L6 myoblasts were exposed to 2 ng/ml IL-6, 2 ng/ml TNF-α, 2 ng/ml INF-γ and 10 ng/ml LPS separately and it was demonstrated that the protein expression of CAPN6 increased, particularly in the IFN-γ-treated L6 myoblasts (Fig. 3). The mRNA levels also increased when the cells were exposed to the four inflammatory agents simultaneously and in a time-dependent manner. The expression levels increased following 6 h of treatment and were higher at 24 h (Fig. 3).

Subsequently, the effects of CAPN6 on autophagy in myoblasts exposed to the four inflammatory agents were assessed. CAPN6 expression significantly increased in the cytokine mixture-treated L6 myoblasts (M group), while the level of LC3II/I decreased significantly. LC3II/I expression increased following CAPN6 knockdown using shRNA in the cytokine mixture-treated L6 myoblasts (M + shRNA group; Fig. 4). The autophagic was also examined with fluorescence. It was observed that the fluorescence was not significantly altered in the M group; however, fluorescence increased in the M + shRNA group, suggesting an increase in the autophagic flux (Fig. 4C).

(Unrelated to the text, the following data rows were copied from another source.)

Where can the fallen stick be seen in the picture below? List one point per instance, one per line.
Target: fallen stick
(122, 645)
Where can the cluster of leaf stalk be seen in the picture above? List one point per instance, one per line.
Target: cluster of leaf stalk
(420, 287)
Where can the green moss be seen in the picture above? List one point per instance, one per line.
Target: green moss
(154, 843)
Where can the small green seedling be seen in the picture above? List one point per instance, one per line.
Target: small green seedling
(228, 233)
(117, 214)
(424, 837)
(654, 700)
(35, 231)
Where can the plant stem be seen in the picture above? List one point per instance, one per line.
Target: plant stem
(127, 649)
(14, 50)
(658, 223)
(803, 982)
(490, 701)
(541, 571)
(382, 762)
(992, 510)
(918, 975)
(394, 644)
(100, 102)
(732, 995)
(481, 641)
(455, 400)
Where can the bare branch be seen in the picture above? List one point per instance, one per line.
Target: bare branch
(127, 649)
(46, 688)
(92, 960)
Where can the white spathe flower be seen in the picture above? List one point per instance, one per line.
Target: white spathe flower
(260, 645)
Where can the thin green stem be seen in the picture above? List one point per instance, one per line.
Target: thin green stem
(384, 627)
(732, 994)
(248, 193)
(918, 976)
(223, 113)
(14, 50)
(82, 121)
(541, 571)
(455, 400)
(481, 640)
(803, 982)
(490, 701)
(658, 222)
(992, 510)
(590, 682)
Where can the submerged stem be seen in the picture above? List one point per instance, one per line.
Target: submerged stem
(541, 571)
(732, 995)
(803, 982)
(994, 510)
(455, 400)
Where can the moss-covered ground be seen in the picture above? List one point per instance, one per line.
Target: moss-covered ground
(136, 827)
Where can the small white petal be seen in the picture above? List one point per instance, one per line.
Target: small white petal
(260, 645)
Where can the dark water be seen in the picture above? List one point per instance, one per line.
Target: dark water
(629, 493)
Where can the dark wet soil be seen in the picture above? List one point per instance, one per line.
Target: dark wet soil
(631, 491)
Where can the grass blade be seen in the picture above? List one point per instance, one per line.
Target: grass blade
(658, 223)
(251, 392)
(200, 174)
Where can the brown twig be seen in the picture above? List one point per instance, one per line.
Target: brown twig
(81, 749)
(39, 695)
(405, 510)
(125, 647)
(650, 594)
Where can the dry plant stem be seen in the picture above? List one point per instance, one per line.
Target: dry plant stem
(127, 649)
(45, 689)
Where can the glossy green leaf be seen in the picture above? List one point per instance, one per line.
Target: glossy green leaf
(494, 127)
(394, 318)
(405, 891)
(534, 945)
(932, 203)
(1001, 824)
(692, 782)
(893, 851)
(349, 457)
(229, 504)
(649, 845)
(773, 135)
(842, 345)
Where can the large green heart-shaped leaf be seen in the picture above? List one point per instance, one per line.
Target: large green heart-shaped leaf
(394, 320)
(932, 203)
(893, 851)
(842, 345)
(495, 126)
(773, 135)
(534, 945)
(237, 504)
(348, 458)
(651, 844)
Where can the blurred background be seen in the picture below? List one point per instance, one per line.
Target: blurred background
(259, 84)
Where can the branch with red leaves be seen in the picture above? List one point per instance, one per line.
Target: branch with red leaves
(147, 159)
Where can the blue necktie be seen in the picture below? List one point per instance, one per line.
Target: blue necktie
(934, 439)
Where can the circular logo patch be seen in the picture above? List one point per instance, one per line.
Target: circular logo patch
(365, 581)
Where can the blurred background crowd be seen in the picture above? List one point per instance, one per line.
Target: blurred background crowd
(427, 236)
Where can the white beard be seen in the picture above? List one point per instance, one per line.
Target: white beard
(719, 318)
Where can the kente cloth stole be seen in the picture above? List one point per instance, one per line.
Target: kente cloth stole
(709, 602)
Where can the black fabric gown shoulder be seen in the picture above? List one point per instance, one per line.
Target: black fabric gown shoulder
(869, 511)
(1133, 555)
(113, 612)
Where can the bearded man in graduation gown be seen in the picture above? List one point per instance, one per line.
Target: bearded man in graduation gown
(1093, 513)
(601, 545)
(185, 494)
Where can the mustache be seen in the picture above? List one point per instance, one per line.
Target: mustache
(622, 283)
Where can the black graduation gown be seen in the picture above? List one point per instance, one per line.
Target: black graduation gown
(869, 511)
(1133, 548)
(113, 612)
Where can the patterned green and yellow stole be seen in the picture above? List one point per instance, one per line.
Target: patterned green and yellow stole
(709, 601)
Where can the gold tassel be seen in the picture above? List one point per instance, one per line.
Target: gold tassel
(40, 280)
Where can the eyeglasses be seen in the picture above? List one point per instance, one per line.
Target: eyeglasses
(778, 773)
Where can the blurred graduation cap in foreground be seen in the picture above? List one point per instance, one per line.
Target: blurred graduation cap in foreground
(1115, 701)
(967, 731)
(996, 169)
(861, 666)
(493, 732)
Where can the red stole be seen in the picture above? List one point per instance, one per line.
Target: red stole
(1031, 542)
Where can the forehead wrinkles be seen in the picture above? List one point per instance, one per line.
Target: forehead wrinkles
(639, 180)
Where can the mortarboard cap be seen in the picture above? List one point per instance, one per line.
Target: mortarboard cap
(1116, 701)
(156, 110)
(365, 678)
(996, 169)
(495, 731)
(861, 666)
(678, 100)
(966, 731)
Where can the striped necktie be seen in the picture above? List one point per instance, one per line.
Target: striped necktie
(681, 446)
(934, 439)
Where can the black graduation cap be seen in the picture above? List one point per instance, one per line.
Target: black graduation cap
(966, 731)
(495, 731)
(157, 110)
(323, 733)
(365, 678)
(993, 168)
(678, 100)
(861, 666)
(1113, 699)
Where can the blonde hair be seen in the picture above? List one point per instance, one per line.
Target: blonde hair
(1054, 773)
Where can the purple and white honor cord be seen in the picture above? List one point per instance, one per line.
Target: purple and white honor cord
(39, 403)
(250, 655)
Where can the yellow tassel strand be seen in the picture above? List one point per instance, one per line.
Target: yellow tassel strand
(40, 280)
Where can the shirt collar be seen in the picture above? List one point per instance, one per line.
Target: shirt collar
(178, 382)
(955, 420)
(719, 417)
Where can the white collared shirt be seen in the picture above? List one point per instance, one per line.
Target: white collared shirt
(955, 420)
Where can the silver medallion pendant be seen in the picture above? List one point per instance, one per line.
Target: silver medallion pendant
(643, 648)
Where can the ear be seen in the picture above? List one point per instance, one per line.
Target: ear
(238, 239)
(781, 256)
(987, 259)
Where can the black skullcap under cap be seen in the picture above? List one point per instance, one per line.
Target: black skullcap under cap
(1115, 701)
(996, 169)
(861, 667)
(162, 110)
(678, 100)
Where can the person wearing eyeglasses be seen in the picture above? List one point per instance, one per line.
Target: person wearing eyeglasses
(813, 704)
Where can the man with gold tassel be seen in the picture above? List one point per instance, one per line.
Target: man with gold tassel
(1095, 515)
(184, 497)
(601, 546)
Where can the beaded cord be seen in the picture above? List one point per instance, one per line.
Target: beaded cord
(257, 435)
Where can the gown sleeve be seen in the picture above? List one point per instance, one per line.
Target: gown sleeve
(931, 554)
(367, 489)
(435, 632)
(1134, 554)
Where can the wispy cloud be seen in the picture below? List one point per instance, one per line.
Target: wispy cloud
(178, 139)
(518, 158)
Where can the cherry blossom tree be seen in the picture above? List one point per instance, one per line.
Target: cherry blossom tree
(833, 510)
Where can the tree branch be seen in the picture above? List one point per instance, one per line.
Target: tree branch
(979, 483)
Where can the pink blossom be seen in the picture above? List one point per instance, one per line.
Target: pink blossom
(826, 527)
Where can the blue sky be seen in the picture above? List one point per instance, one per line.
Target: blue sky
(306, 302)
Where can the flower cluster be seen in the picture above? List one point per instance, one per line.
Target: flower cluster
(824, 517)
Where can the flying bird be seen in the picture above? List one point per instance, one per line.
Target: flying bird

Finally, the expression and activity of mTORC1 in L6 myoblasts following treatment with the control or cytokine mixture (M group) was evaluated and an increase in mTOR, p-p70s6k1/p70s6k1 and p-4EBP1/4EBP1 expression was observed. Additionally, CAPN6 knockdown (M + shRNA group) culminated in a decrease in protein expression (Fig. 5). However, Raptor expression was not significantly altered in the three groups.

In the in vivo experiments, a rat model of CKD was established. The rats exhibited a decrease in body weight, and reduced muscle mass and muscle CSA (Fig. 6). Blood chemical levels were similar to those similar to those of CKD patients (9), including an increase in BUN, serum creatinine and TC levels, and lower TG and Alb levels (Table I). CAPN6 mRNA and protein expression levels in the gastrocnemius muscles of rats with CKD were also examined, and it was revealed that there was a non-significant increase only (Fig. 7).